Stalwart Utah Jazz beat reporters Brian T. Smith of the Salt Lake Tribune and Jody Genessy of the Deseret News both reported earlier Wednesday that center Kyrylo Fesenko(notes) did not participate in Utah's shootaround Wednesday morning and that he is listed as questionable for Wednesday night's game against the Toronto Raptors. The reason? What the Jazz are calling "gastric distress."
On its own, that's kind of funny — hey, let's all make jokes about Fes taking it easy on the XXL Chalupas and strong, black coffee! — but upon further review, it's also kind of weird. See, Fesenko's the third member of the Jazz to be sidelined by "gastric distress" in less than a month. And as we know, one is an accident, two is a coincidence, and three is a trend. (Also, a magic number. Miss you, Shannon Hoon.)
The stomach-crunching affliction caused Deron Williams(notes) to miss practice on Oct. 6; three days later, it waylaid Al Jefferson(notes). In both cases, the ailing players were sent home from practice. (No word just yet on whether or not Fes got the same treatment.)
A couple of weeks back, the dudes at Dime noted the Deron/Big Al coincidence and suggested that "gastric distress" is either "something gross that we don't wanna know about, or it's the NBA's new 'flu-like symptoms' internal code for nursing a hangover." The latter's possible; the former, based on this definition of distress as "nausea, stomach bloating, and possibly also vomiting or diarrhea resulting from a combination of too much of the wrong stuff in your stomach and the stomach jostling that's unavoidable during running and other sports activities," is inarguable.

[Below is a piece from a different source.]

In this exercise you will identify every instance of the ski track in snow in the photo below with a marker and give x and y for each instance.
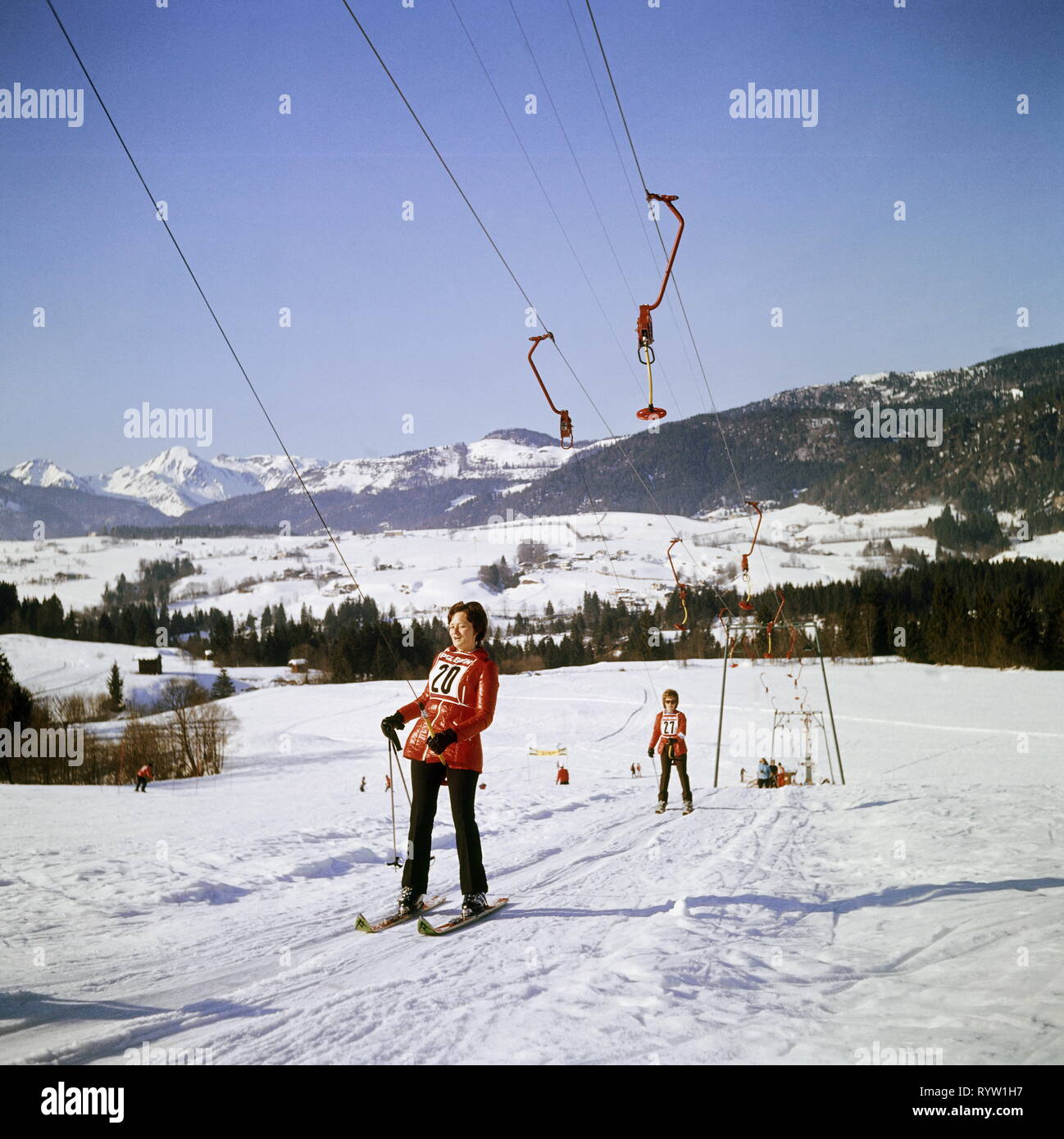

Either way, you should probably think about stepping your ensuring-your-players-receive-proper-nutrients-and-do-not-have-gross-gut-problems-all-the-time game up, Utah Jazz training staff. You don't want these multimillion-dollar investments to wind up like Chicago Symphony Orchestra music director Riccardo Muti, whose "extreme gastric distress" forced him to bail out of a recent sold-out, black-tie gala benefit just minutes before the concert started. It'd bum everybody at the EnergySolutions Arena out if megawatt stars like Kyrylo Fesenko weren't able to perform, especially if you made them all wear tuxedos and fancy gowns.
One Eerie, Indiana, postscript to this story that ultimately signifies nothing: A quick Lexis Nexis search for "gastric distress"-related news stories in the past five years only turned up a handful of results from the sports pages — most of which, weirdly enough, involved the Utah Jazz. Ex-Jazzbo Matt Harpring(notes) missed three games during the 2007-08 season as a result of distress, and had an April 2009 flare-up keyed by "a bad stomach reaction to antibiotics he was taking for a previous nasal infection."